2025-07-24 –, Main Room 3
GPU-accelerated sparse operations are notoriously difficult to implement efficiently. In addition, the GraphBLAS standard requires modularity as users can provide custom operators to use in the matrix multiplication, which usually doesn't mix well with handwritten GPU kernels. Leveraging KernelAbstractions.jl, we took a novel approach by JIT-compiling customized kernels for any user-defined operation while making it compatible cross-platform.
GraphBLAS is an API specification that aims to "define standard building blocks for graph algorithms in the language of linear algebra"(https://graphblas.org). A full implementation of the GraphBLAS API allows users to write a wide range of graph algorithms (from Breadth-First-Search to the Coloring problem) using the relationship between graph manipulation and linear algebra operations on the graph's adjacency matrix.
In this lightning talk, we will go over the main challenges encountered when building a sparse linear algebra framework on GPU, in particular when trying to implement the GraphBLAS API.
High memory to computation ratio
Sparse linear algebra functions are typically "memory-bound". In other words, there is a lot of data to read from memory, and very little computation to be done with each piece of data. These kind of function can be hard to efficiently adapt on GPUs as they can be "bottlenecked" by the GPUs memory bandwidth, and not fully use the GPU's large computing capacity.
Load balancing
Basic methods to parallelize sparse linear algebra operations will divide the workload on the matrix by "splitting" the matrix by rows or by columns. Consequently, if the distribution of non-zero elements in the matrix is not uniform across rows or columns, the workload of some threads will be higher than others, which can harm performances. This is a real problem for GPUs, as a lot of real-word applications have a high heterogeneity in non-zero distribution.
Modularity
The GraphBLAS API can be hard to bring to GPUs as it requires allowing the users to supply any custom operator to perform matrix-vector multiplication. While implementing custom kernels for every combination of supported operators could work, this can quickly spin out of control. Large codebases like this are hard to develop and maintain in addition to being more error-prone.

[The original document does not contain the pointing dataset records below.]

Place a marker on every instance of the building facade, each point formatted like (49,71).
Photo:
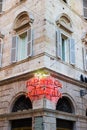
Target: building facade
(43,37)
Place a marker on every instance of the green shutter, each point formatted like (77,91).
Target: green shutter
(14,49)
(29,42)
(58,44)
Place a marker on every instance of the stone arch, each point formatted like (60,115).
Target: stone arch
(16,98)
(69,102)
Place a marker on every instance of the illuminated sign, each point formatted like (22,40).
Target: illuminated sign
(45,87)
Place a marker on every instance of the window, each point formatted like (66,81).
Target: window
(65,1)
(21,104)
(0,6)
(85,58)
(22,41)
(1,45)
(65,44)
(64,105)
(85,8)
(65,48)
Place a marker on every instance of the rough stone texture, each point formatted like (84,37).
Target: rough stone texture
(45,13)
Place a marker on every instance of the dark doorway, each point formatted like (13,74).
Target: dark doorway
(64,125)
(22,103)
(22,124)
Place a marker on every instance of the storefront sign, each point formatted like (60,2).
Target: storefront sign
(46,87)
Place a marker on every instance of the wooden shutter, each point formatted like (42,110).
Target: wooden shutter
(0,6)
(72,51)
(85,8)
(58,44)
(84,51)
(14,49)
(0,54)
(29,42)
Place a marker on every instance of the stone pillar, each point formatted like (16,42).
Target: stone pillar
(49,123)
(38,123)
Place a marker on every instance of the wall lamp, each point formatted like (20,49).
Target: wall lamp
(83,92)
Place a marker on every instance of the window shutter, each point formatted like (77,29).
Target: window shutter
(0,6)
(58,44)
(84,51)
(72,51)
(85,8)
(29,42)
(14,49)
(0,54)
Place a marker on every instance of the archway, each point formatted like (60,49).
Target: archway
(21,104)
(64,105)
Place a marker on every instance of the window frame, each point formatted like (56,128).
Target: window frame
(1,51)
(84,7)
(84,51)
(28,44)
(68,43)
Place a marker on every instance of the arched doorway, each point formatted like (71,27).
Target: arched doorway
(64,105)
(21,104)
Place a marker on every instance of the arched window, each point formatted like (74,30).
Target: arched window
(22,103)
(22,40)
(65,43)
(64,105)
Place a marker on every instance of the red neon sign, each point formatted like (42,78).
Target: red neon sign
(47,87)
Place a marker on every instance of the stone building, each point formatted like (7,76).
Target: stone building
(44,37)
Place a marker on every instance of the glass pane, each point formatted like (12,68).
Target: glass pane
(22,46)
(63,49)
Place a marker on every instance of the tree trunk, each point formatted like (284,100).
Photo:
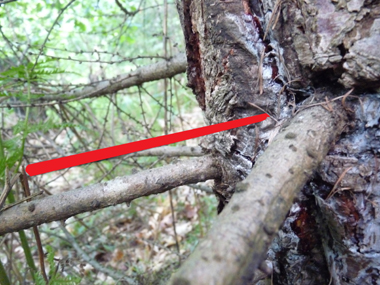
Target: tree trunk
(248,57)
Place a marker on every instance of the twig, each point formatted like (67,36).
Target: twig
(49,32)
(7,187)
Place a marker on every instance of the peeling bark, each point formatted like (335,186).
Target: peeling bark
(240,237)
(279,57)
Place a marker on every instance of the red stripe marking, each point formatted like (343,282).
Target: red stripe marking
(100,154)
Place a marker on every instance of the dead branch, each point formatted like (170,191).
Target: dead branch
(239,238)
(101,195)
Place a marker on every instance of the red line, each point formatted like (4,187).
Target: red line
(100,154)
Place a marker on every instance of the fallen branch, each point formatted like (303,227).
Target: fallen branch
(239,238)
(101,195)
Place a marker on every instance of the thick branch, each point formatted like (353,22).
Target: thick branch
(101,195)
(241,235)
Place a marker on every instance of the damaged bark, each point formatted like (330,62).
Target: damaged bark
(241,235)
(280,57)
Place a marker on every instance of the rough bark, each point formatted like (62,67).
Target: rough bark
(335,238)
(239,239)
(281,56)
(101,195)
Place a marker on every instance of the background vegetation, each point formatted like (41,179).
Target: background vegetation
(50,49)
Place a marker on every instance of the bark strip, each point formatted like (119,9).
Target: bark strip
(240,237)
(101,195)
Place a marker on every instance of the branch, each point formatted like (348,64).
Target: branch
(169,151)
(156,71)
(239,238)
(101,195)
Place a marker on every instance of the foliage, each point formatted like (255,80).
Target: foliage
(51,50)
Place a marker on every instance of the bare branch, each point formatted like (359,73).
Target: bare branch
(101,195)
(170,151)
(239,238)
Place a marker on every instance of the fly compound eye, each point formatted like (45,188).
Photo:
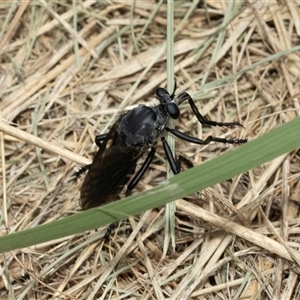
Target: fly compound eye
(173,110)
(161,93)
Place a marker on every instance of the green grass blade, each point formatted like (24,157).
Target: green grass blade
(261,150)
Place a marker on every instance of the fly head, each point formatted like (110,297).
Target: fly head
(168,102)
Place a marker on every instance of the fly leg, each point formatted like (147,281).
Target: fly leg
(185,96)
(141,171)
(208,140)
(175,164)
(98,139)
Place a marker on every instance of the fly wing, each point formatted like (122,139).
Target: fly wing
(110,170)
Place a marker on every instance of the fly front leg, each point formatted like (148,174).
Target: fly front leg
(185,96)
(100,138)
(209,139)
(141,171)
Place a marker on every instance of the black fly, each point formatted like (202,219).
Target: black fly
(129,138)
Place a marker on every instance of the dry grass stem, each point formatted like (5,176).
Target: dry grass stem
(68,69)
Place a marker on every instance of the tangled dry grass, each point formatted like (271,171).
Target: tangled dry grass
(69,68)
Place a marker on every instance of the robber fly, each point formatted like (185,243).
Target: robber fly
(135,132)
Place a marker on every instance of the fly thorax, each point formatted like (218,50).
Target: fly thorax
(141,126)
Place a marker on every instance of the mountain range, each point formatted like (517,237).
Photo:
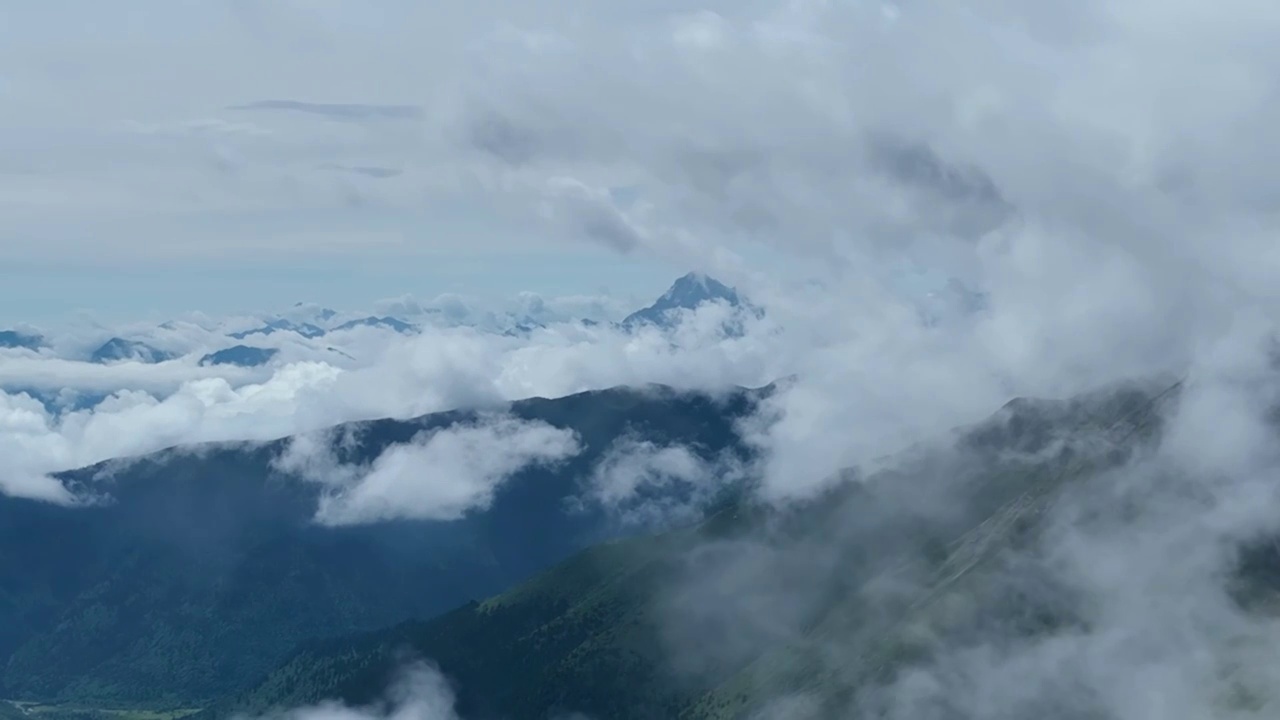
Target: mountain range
(196,570)
(760,611)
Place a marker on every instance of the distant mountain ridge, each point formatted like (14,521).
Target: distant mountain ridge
(689,292)
(881,579)
(119,350)
(241,356)
(205,568)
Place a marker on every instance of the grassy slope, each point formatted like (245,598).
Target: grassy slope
(584,637)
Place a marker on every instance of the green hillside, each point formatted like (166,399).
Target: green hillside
(205,570)
(656,627)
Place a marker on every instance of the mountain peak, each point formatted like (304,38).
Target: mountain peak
(688,292)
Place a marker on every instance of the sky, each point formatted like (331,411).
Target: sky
(1105,172)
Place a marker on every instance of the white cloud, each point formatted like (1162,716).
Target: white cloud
(645,483)
(440,474)
(420,693)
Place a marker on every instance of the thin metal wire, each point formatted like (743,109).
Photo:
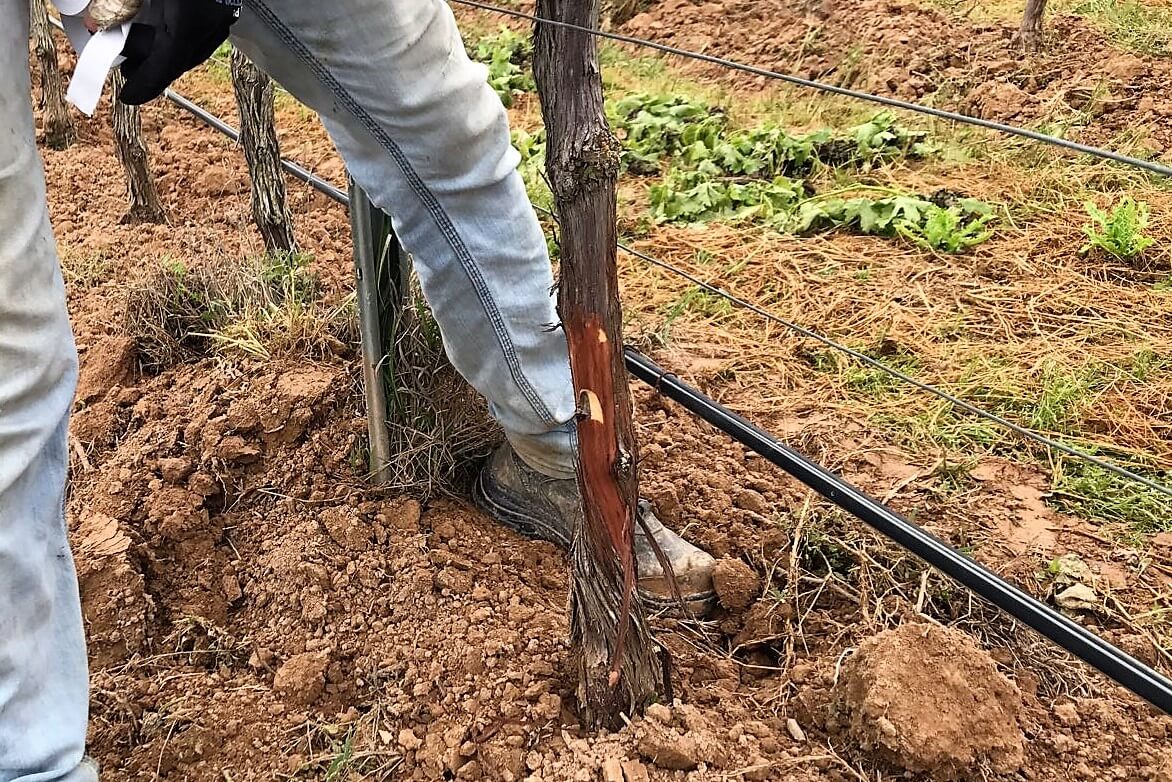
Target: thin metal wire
(317,182)
(891,102)
(1029,434)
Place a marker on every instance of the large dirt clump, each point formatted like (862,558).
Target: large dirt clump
(927,699)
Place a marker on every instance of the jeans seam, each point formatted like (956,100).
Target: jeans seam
(433,205)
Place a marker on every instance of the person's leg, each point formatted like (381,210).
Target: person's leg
(428,140)
(426,136)
(43,688)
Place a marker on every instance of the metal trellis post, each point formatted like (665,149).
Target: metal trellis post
(381,270)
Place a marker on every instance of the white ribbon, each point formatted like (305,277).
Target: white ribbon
(97,54)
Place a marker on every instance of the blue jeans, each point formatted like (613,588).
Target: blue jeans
(42,653)
(428,140)
(424,135)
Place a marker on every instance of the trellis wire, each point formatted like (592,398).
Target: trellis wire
(890,102)
(336,195)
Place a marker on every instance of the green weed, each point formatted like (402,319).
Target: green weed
(1092,492)
(1136,26)
(1119,232)
(509,58)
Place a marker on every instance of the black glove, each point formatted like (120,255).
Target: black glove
(169,39)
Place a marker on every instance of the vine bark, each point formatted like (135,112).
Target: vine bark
(263,154)
(60,130)
(145,205)
(615,653)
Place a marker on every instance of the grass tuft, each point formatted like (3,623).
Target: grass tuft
(259,307)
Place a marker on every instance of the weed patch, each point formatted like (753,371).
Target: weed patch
(1092,492)
(1118,232)
(260,307)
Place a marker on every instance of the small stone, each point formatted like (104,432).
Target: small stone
(408,740)
(758,768)
(404,516)
(236,450)
(660,713)
(635,772)
(669,750)
(736,584)
(469,770)
(1067,714)
(1078,597)
(346,528)
(795,730)
(175,470)
(302,677)
(753,501)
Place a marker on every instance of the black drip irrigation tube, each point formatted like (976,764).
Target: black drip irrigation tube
(1131,673)
(293,169)
(1090,648)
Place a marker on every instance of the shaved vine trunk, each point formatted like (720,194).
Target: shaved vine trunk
(59,126)
(618,666)
(1030,32)
(258,138)
(145,205)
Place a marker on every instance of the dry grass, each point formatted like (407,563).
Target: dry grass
(440,427)
(263,307)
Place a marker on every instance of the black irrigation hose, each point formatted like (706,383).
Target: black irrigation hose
(1135,675)
(295,170)
(891,102)
(993,417)
(321,185)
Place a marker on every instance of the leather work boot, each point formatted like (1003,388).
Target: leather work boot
(547,509)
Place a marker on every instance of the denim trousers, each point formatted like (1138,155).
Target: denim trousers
(428,140)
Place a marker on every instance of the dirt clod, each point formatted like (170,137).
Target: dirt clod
(668,749)
(1067,714)
(302,678)
(107,364)
(929,700)
(736,584)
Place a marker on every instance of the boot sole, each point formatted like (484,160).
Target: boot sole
(495,502)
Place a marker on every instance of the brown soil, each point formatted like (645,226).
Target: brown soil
(908,49)
(256,611)
(929,700)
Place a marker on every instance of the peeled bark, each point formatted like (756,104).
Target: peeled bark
(618,665)
(258,138)
(60,130)
(145,205)
(1030,32)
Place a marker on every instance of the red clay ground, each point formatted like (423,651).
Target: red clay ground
(257,612)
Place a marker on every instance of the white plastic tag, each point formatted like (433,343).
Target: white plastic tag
(97,54)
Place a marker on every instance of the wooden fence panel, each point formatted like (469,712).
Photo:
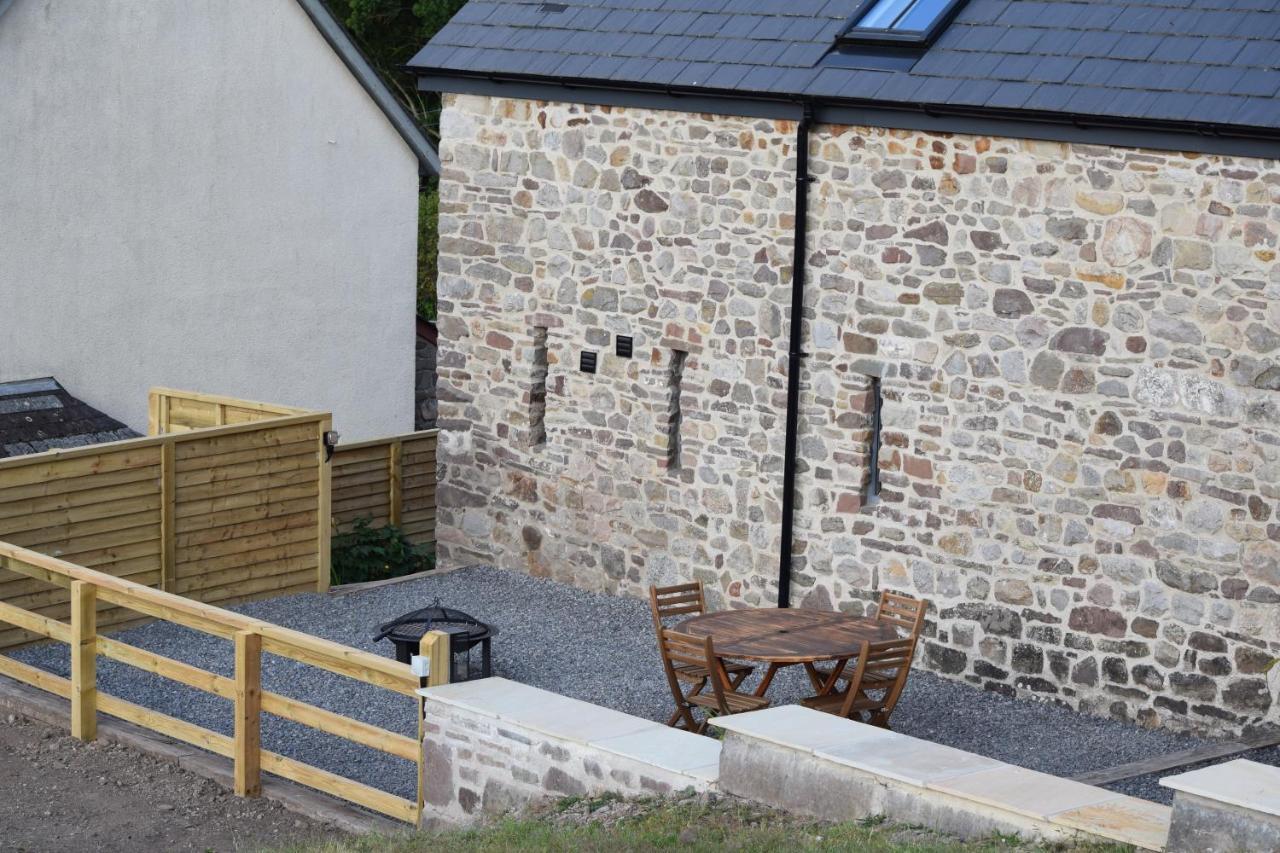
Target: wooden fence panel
(215,514)
(247,512)
(97,506)
(388,480)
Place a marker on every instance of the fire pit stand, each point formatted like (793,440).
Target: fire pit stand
(465,633)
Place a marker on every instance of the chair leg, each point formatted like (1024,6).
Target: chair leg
(685,711)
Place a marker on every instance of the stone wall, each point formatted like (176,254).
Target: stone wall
(493,747)
(1079,354)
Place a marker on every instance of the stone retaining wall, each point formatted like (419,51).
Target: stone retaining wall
(494,746)
(1079,351)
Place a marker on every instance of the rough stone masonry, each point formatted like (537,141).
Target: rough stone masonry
(1078,350)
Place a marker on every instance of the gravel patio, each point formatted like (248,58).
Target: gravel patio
(588,646)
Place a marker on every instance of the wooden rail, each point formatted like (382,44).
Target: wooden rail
(219,514)
(388,480)
(178,411)
(251,637)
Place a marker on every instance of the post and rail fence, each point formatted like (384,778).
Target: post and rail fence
(251,638)
(219,515)
(225,501)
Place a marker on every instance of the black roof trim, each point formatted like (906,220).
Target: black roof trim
(1152,64)
(1056,127)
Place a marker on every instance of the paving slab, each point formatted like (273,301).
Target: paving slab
(908,760)
(1127,820)
(801,728)
(1242,783)
(1025,792)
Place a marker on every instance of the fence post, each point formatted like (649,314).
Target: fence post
(168,503)
(396,491)
(434,647)
(83,660)
(248,714)
(324,506)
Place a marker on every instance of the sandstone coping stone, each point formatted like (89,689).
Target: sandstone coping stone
(805,753)
(1233,806)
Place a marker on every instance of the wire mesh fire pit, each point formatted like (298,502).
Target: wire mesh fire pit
(465,633)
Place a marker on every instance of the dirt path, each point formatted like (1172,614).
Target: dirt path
(65,796)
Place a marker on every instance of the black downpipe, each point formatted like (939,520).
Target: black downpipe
(795,354)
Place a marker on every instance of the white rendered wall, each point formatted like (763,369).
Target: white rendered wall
(197,194)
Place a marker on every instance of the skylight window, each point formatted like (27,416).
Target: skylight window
(899,22)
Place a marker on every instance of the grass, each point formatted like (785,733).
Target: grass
(694,825)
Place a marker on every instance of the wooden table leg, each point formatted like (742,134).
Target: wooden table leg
(824,687)
(768,679)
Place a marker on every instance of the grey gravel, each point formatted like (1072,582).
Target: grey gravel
(589,646)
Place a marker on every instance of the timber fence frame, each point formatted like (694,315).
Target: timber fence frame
(178,411)
(251,637)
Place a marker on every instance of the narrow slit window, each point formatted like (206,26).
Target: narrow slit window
(673,413)
(538,388)
(874,451)
(901,22)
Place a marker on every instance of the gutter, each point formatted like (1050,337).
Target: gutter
(1016,123)
(795,354)
(365,73)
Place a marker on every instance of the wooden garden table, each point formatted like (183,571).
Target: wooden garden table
(787,637)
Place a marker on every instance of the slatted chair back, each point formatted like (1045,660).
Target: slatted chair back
(682,600)
(680,649)
(878,679)
(903,611)
(698,651)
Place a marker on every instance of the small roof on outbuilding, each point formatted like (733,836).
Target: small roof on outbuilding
(39,414)
(1205,64)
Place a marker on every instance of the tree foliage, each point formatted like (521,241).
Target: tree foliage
(391,32)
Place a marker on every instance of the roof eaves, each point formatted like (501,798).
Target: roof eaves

Up to now, we focused on the Modularity problem. To tackle it, we leverage some of the work previously done but the JuliaGPU community, in particular KernelAbstractions.jl. This allows us to write modular kernels parametrized on the user-supplied operators. These "high-level" kernels are then re-compiled Just-In-Time when called with new operators to generate efficient and specific low-level kernels.
I'm a student at the École Polytechnique Fédérale de Lausanne (EPFL). I'm currently pursuing a Master's degree in Data Science with a minor in Computational Science and Engineering. I use Julia to support research and prototype new techniques in high-performance computing and graph analysis.